Overall, I'm quite amazed at the bang-for-the-buck...will add more after a full road test and maybe a strap swap or two.

Thanks for the heads-up, Jon.


----------



## JonW (Mar 23, 2005)

Cool - agree with your points! Glad youre enjoying it! Huge bang for the buck I reckon!


----------



## SharkBike (Apr 15, 2005)

These popped up on Sh***p again today. I'm very tempted to snag a blue one.

How 'bout it, Mac?

Hmmmm....


----------



## mach 0.0013137 (Jan 10, 2005)

SharkBike said:


> These popped up on Sh***p again today. I'm very tempted to snag a blue one.
> 
> How 'bout it, Mac?
> 
> Hmmmm....


I`ll get one sometime but not today, BTW the price is amazing but how much is P&P? then there`s VAT etc to consider when it gets here


----------



## mach 0.0013137 (Jan 10, 2005)

mach 0.0013137 said:


> SharkBike said:
> 
> 
> > These popped up on Sh***p again today.
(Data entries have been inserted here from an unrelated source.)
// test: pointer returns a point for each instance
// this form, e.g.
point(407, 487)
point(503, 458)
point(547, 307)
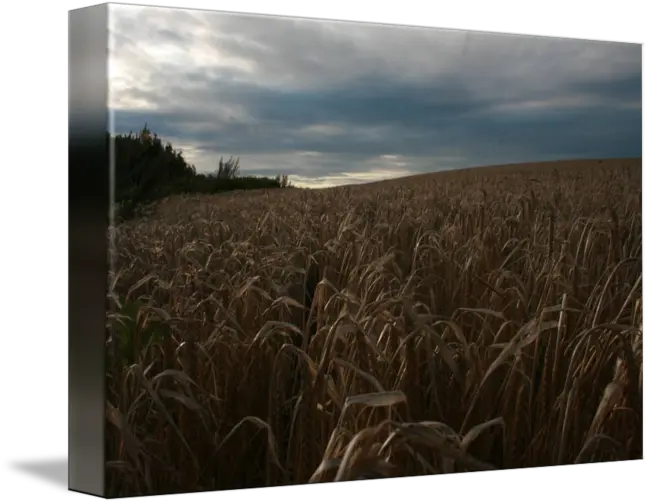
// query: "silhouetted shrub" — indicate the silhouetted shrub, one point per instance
point(147, 170)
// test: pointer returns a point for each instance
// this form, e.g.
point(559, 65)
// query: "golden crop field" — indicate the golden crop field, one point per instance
point(469, 320)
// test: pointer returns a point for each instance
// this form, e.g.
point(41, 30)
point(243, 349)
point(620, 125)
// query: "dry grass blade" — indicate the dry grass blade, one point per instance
point(380, 399)
point(258, 423)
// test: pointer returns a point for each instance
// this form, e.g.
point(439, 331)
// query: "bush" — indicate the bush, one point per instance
point(147, 170)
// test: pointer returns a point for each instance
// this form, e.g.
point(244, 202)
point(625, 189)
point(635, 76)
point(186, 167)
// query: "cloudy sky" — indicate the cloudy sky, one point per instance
point(337, 102)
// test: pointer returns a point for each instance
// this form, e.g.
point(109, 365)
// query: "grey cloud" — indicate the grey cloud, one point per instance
point(491, 100)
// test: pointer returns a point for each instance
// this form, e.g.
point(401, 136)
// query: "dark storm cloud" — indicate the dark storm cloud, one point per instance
point(360, 116)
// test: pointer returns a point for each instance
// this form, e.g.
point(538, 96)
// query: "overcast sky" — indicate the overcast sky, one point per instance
point(337, 102)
I'm very tempted to snag a blue one.
> ...


I note that shnoop don`t post outside America so they wouldn`t be any use to me


----------



## SharkBike (Apr 15, 2005)

mach 0.0013137 said:


> mach 0.0013137 said:
> 
> 
> > SharkBike said:
> ...


I think P&P was under $10. You could always fly over with the money you save, pick it up, and return home with a new watch...and a suntan.


----------



## jasonm (Nov 22, 2003)

I might just do that


----------